[WarInEur] Artillery
Bruce Denney
jbdenney at swbell.net
Wed Aug 15 09:07:06 EDT 2007
Actually I believe the Original 1974 rules were clear on this - but I would
have to go back and dig them out. But as was stated in a different e-mail
the 1 cannot be range since the arty range is 2.
Bruce
_____
From: warineur-bounces at mailman.halisp.net
[mailto:warineur-bounces at mailman.halisp.net] On Behalf Of SGMINFO at aol.com
Sent: Wednesday, August 15, 2007 7:32 AM
To: J.Buckley at wlv.ac.uk; warineur at mailman.halisp.net
Subject: Re: [WarInEur] Artillery
In a message dated 15/08/2007 12:50:44 GMT Daylight Time,
J.Buckley at wlv.ac.uk writes:
I'm not saying you are wrong but we couldn't find anything in the rules to
state the case either way. Where does it say it clearly?
Cheers,
John
The convention in the notation was as follows, at least my understanding.
The counters supported the basic convention of two groups.
1st=Combat (attack/defence)
2nd movement
However there were units that had different characteristics,
where attack and defence were not the same.
At this point we go to 3 groups, attack; defence; movement.
Some units had differing atack and defence...
so when there was no attack strength
the more easily viewed 2 group convention could be used
(defence only), movement
I.E. The AT gun was written in bwie 1 as
0.1.10
But in later notation it was equally describable as
(1)-10
But artillery...
10-1-10, as accepted would be decoded in the standard was as 10 attack
factors, 1 defense factor, and 10movement points. But the art symbol meant
that the 10 attack factors could be used to increase the combat strength of
a neighbouring unit in attack, only.
The brackerts () was a convention adopted to try to return to the more
easily read 2 group notation.
The 2 group notation was elegant, in design terms, but the increasing
complexity of the design was driving the units into using smaller numbers in
a 3 group notation, less easy on the eye, but simpler.

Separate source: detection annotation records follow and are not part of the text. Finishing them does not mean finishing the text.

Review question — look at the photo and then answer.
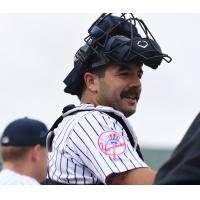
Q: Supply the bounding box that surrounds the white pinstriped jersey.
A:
[0,169,39,185]
[48,104,147,184]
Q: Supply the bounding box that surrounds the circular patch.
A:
[98,131,126,159]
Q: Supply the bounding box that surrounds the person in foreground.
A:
[47,13,171,184]
[0,118,48,185]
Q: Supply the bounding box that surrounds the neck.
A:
[3,160,32,177]
[80,92,101,106]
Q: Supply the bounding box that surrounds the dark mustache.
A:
[120,87,141,101]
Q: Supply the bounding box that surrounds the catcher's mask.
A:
[64,13,172,95]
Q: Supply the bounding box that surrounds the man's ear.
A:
[84,72,98,93]
[31,144,41,161]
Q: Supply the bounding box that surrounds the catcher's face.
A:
[96,64,143,117]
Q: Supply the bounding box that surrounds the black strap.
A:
[105,112,144,161]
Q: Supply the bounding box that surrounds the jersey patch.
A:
[98,131,126,159]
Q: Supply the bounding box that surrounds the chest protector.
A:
[47,104,144,160]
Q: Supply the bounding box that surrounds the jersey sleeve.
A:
[69,111,148,183]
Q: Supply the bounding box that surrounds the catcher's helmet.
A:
[64,13,172,95]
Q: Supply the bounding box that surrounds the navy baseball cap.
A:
[1,117,48,147]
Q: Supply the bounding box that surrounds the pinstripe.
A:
[124,153,136,168]
[92,114,105,131]
[78,119,113,172]
[118,156,128,170]
[86,118,98,135]
[128,147,143,167]
[49,105,145,184]
[109,156,120,172]
[69,135,101,175]
[50,113,95,179]
[73,130,106,176]
[67,147,94,173]
[49,115,76,170]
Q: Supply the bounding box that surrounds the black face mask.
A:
[64,13,172,95]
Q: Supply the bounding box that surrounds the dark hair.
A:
[77,64,109,99]
[0,146,31,162]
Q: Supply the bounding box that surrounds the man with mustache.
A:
[47,13,171,184]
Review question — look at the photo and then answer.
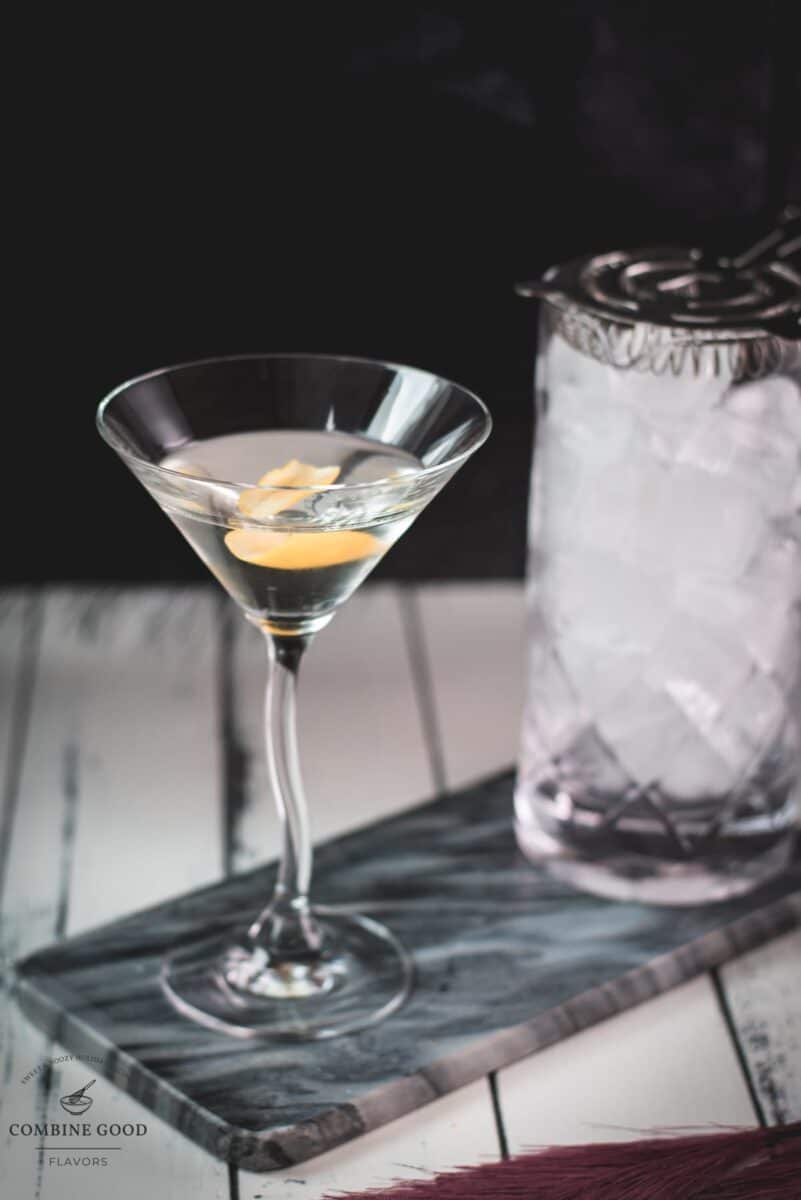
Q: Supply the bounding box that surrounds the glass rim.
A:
[95,352,493,494]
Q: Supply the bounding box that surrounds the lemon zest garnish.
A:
[225,529,385,571]
[237,458,339,520]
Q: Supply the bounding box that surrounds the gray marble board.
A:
[17,774,801,1170]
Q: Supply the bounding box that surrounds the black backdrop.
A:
[14,0,801,581]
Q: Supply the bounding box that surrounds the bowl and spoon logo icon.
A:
[59,1079,95,1117]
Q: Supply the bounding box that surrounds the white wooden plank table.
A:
[0,583,801,1200]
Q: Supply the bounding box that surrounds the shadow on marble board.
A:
[17,773,801,1170]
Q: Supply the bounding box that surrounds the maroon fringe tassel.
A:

Where this broke down was that 2 groups were so ingrained, that we ended up
with a curious hybridised notation convention.
The other side of the coin can be seen in the more strategic game
Barbarossa, where the Panzer Armee was represented as an 11-8-8 and the
infantry as a 5-7-3, the axis allies as 2-4-2 units. All units sported this
, for example the supply/resorce counter was represented as a 0-2-2 or 0-1-2
(rather than a (1)-2 as later adopted for the supply units in CWIE.